What should not go unnoticed by the US is the fact that peace and social stability in the South and the flourishing of the same conditions in the global North are symbiotically linked, although not so apparent at first blush. For instance, if illegal migration from the South to the US is a major problem for the US today, it is because poor countries are not receiving development assistance from the UN system to the required degree. Such deprivation on the part of the South leads to aggravating social discontent in the latter and consequences such as illegal migratory movements from South to North.

Accordingly, it will be in the North’s best interests to ensure that the South is not deprived of sustained development assistance since the latter is an essential condition for social contentment and stable governance, which factors in turn would guard against the emergence of phenomena such as illegal migration.

Meanwhile, democratic sections of the rest of the world in particular need to consider it a matter of conscience to ensure the sustenance and flourishing of the UN system. To be sure, the UN system is considerably flawed but at present it could be called the most equitable and fair among international development organizations and the most far-flung one. Without it world poverty would have proved unmanageable along with the ills that come along with it.
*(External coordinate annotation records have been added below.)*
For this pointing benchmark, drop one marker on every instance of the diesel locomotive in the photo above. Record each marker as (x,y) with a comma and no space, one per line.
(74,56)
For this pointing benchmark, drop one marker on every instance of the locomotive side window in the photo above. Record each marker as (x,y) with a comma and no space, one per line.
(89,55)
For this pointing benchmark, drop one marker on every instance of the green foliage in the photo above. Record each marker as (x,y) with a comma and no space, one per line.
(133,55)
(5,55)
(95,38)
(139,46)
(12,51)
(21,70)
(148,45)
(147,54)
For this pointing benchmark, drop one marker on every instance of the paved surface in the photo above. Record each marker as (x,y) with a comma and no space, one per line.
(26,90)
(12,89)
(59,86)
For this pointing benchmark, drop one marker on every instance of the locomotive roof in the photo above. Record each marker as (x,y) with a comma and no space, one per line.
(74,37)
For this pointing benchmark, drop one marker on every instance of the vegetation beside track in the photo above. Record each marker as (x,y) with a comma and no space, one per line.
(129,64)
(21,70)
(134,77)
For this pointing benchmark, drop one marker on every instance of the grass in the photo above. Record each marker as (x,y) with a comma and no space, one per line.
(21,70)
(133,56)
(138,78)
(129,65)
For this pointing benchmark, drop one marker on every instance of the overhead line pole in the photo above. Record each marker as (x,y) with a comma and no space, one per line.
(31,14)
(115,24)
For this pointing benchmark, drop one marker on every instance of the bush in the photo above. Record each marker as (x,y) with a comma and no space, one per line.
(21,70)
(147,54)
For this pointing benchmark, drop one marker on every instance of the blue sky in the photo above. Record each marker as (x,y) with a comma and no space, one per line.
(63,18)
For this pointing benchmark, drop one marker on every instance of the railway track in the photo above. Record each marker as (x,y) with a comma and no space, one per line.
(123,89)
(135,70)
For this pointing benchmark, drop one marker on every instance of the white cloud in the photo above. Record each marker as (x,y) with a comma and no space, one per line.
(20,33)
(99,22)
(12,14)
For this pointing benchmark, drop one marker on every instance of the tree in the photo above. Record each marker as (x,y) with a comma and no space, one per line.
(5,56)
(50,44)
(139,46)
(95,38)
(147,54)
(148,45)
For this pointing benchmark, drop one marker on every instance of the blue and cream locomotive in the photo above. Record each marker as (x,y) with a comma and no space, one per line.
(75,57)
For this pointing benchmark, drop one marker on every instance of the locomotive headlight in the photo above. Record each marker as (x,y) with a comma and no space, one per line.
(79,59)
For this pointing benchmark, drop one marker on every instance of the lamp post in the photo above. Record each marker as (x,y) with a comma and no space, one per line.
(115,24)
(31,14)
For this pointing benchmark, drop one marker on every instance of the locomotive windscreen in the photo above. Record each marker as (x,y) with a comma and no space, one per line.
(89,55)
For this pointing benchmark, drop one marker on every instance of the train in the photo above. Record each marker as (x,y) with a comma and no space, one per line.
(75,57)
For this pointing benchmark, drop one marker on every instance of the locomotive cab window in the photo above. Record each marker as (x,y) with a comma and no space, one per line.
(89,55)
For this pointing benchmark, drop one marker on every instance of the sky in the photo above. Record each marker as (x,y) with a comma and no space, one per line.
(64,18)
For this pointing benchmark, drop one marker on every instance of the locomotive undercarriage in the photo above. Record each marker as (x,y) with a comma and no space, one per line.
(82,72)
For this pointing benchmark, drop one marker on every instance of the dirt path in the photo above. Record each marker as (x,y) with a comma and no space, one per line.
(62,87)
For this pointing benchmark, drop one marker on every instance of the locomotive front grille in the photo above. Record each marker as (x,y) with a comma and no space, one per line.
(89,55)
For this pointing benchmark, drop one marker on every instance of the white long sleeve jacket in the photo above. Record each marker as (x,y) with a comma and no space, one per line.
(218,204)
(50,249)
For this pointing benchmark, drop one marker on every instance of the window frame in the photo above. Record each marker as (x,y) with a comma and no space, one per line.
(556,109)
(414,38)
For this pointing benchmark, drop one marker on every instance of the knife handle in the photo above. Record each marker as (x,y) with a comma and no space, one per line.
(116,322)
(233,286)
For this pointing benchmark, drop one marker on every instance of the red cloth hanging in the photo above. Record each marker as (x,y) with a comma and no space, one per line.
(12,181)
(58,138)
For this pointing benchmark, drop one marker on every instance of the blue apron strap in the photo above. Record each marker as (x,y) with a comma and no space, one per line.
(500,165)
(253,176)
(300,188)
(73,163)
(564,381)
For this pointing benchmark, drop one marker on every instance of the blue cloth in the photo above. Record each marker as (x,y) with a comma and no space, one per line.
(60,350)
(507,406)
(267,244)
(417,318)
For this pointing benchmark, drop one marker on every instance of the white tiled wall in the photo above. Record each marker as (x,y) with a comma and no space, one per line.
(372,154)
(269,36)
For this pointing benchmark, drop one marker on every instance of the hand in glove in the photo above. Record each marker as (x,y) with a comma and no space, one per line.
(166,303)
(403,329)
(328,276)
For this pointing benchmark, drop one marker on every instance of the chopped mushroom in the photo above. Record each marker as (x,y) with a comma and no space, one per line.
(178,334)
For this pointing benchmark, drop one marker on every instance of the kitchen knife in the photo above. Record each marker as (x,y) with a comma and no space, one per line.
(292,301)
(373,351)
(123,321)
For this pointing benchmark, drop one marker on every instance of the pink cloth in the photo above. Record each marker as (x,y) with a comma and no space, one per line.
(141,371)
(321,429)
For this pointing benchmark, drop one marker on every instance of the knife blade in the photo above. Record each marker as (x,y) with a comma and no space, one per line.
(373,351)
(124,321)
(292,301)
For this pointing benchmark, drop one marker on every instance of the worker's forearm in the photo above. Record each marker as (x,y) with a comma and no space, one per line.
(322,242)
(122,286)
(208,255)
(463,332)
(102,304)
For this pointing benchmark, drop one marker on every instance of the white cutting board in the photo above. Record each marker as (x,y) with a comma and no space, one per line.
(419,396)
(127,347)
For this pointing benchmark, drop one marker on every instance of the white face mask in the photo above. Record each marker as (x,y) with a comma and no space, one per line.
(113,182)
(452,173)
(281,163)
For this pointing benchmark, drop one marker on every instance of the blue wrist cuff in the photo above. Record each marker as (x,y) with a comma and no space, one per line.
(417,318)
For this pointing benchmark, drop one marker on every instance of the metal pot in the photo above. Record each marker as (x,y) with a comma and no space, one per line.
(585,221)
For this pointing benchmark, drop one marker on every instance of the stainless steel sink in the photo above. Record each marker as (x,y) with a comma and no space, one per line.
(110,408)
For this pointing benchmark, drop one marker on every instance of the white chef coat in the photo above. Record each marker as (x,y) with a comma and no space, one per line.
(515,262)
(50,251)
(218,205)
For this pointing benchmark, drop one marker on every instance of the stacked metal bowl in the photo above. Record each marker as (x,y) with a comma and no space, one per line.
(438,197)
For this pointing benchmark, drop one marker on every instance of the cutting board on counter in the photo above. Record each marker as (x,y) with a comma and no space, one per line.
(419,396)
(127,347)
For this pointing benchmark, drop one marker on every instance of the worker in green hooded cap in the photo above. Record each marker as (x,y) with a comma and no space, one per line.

Dehumanizing poverty is an indictment on humanity. It stands to reason that the world community should rally round the UN and ensure its survival lest the abomination which is poverty flourishes. In this undertaking the world needs to stand united. Ambiguities on this score could be self-defeating for the world community.

For example, all groupings of countries that could demonstrate economic muscle need to figure prominently in this initiative. One such grouping is BRICS. Inasmuch as the US and the West should shrug aside Realpolitik considerations in this enterprise, the same goes for organizations such as BRICS.

The arrival at the above international consensus would be greatly facilitated by stepped up dialogue among states on the continued importance of the UN system. Fresh efforts to speed-up UN reform would prove major catalysts in bringing about these positive changes as well. Also requiring to be shunned is the blind pursuit of narrow national interests.